The pattern of associations was generally consistent at other PRS p value thresholds (online Supplementary Table S1) and when adjusting for a much larger number of ancestry PCs (online Supplementary Table S2). The analyses were also repeated for PTSD symptoms at the first available monitoring visit (online Supplementary Table S4). Furthermore, all associations remained significant after controlling for the 9/11 exposure severity. Figures 1 and 2 illustrate the effect sizes across PRS quartile, as compared with the lowest risk quartile. For example, responders in the 4th quartile of genetic risk for depression had over twice the odds of receiving a PTSD diagnosis than responders in the 1st quartile (Fig. 3e). Nonetheless, effect sizes were small and their increase across PRS quartiles was not monotonic in some cases. Finally, neither employment in law enforcement nor 9/11 exposure severity were predicted by any of the six PRSs.

Fig. 1.

Fig. 1.

Polygenic prediction of WTC-related PTSD symptoms.

Notes: R, Re-experiencing; A, Avoidance; N-Numbing; H, Hyperarousal. PRS predictions of PTSD symptoms are reported as standardized regression betas per PRS quartile, relative to the first quartile. For example, participants in the 4th quartile of genetic risk for depression had significantly higher PTSD symptoms than subjects in the 1st quartile.

Fig. 2.

Fig. 2.

Depression Polygenic Risk Score prediction of WTC-related PTSD diagnosis.
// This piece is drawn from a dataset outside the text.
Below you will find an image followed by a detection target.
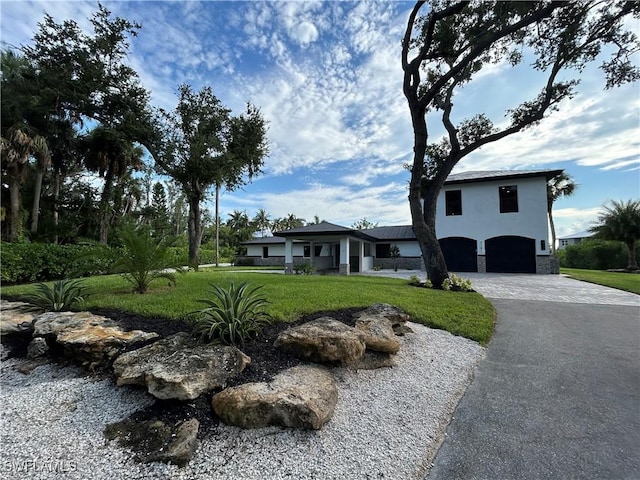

Notes: Depression-PRS prediction of PTSD diagnosis is illustrated as odds ratios per PRS quartile, relative to the first quartile. For example, responders in the highest 4th quartile of genetic risk for depression had over twice the odds of receiving a PTSD diagnosis than responders in the lowest 1st quartile of genetic risk.

Fig. 3.

Fig. 3.

PTSD trajectory classes since 9/11, and prediction of class membership by Polygenic Risk Scores.

Notes: Analyses were repeated controlling for the 9/11 exposure severity. The three PRSs remained significant predictors of trajectory class membership, while exposure severity contributed independent prediction of comparable magnitude. These results are reported in online Supplementary Table S5. Results for PTSD-PRS, DEP-PRS, and N-PRS were non-significant (all adjusted p > 0.050) and are not illustrated. PTSD symptoms are reported as PCL score on a scale from 17 to 85. A score of 43 or above is indicative of probable PTSD (Freedy et al., 2010), represented with the dashed line.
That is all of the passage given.